Eine Frage der Mentalität

Deutschland verkrampft, statt entschlossen um seinen Wohlstand zu kämpfen. Ein Kommentar von Thorsten Giersch.

Bildnachweis: picture alliance / dieKLEINERT | Markus Grolik

Aus dem historisch einmalig schlechten Abschneiden der drei wichtigsten Mannschaften Deutschlands lassen sich Rückschlüsse auf das Wirtschaftsleben ziehen: Die Männer bei der Winter-WM in Katar, dann die U21 und nun die Frauen bei ihrer Weltmeisterschaft – sie alle schieden in der Vorrunde aus. Ein Desaster, das sich an zwei wesentlichen Punkten festmachen lässt: Die Spielerinnen und Spieler haben nur so lange funktioniert, bis der Widerstand einigermaßen groß wurde. Und sie verkrampften bei dem Gefühl, etwas, das ihnen quasi per Naturgesetz zusteht, plötzlich zu verlieren: den Einzug in die K.-o.-Runde. Die Parallelen sind offensichtlich: Viele Deutsche sind gefühlte Weltmeister und erkennen nicht, dass ihnen auch wirtschaftlich ein dauerhaftes Vorrunden-Aus droht. Nun verkrampfen wir. Bei dem Versuch, alle Probleme mit Geld zuzuschütten, hat die Ampelregierung jegliches Maß verloren. Und die Gesellschaft zeigt sich immer weniger bereit für notwendige Veränderungen.

Angesichts der drei Revolutionen, mit denen Politik, Unternehmen und Menschen derzeit gleichzeitig fertig werden müssen, kann das nicht lange gut gehen. Da ist die Digitalisierung inklusive künstlicher Intelligenz, die viele Jobprofile hinwegfegen wird. Da ist Nachhaltigkeit mit all den Kosten und Diskussionen – Stichwort Heizungsgesetz. Und da ist eine Weltordnung, in der nicht mehr der Westen die klare Führungsmacht ist. Natürlich verunsichern die Änderungen uns alle, auch weil Deutschland derzeit mehrere strukturelle Probleme hat. Aber darauf mit Pseudosicherheitsversprechen zu reagieren oder diese vom Staat zu fordern, ist nicht die Lösung. Es kann in dieser Zeit keine Vollkaskomentalität ohne Selbstbeteiligung geben.
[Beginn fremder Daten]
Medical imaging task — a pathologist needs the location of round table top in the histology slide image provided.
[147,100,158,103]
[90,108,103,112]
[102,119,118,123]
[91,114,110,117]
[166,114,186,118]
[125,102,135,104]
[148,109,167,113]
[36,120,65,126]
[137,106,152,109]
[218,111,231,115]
Wer so überdurchschnittlich reich sein will, wie wir Deutschen es sind, muss Überdurchschnittliches leisten. Schauen wir doch alle mal in den Spiegel und fragen uns: Was kann ich besser als Menschen in aller Welt, die einen vergleichbaren Job haben? Erziele ich mehr Wirkung? Bin ich fleißiger? Habe ich mehr gelernt? Doch in Zeiten, in denen Wertschätzung als Ausbleiben negativer Kritik fehlinterpretiert wird, ist es gar nicht so leicht, so mit den Beschäftigten zu sprechen. Unternehmer sollten diesen Mut trotzdem finden. Und die Politik erst recht.